This thesis explores the innovative potential of active acoustic metamaterials in the manipulation of sound waves through dynamic control and topological principles. Traditional acoustic metamaterials, while capable of achieving remarkable feats such as negative refraction and cloaking, are limited by their passive nature. This work addresses this limitation by introducing active components, enabling real-time tunability and reconfigurability of acoustic properties.

The primary contributions of this research include the use of active electroacoustic resonators, which serve as the fundamental building blocks of a modular active metamaterial called active metacrystal. These resonators are equipped with a real-time feedback control scheme, allowing dynamic adjustment of local and non-local properties of the crystal.

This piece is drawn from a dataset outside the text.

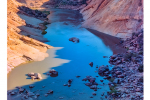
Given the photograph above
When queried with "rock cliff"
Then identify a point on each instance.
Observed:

This capability facilitates the realization of a tunable Su-Schrieffer-Heeger acoustic metacrystal, a one-dimensional topological insulator, demonstrating dynamic control over topological phases through virtual displacement of resonators within the unit cell. The thesis extends the exploration of topological acoustic metamaterials into the nonlinear regime, investigating the emergence of amplitude-dependent topological interface states. These states exhibit robustness against perturbations, providing insight into the interplay between nonlinearity and topology. Additionally, the study delves into non-reciprocal topology, focusing on the non-Hermitian skin effect, and demonstrates the localization of amplitude-driven acoustic modes at the boundaries of the metamaterial through active control. Finally, the research establishes interdisciplinary connections by drawing analogies between active acoustic metamaterials and the cochlea, suggesting that these metamaterials could serve as a model for understanding the complexities of the human auditory system.

The findings of this thesis not only advance our understanding of topology through active acoustic metamaterials, but also open up new avenues for exploring physical phenomena through analogy.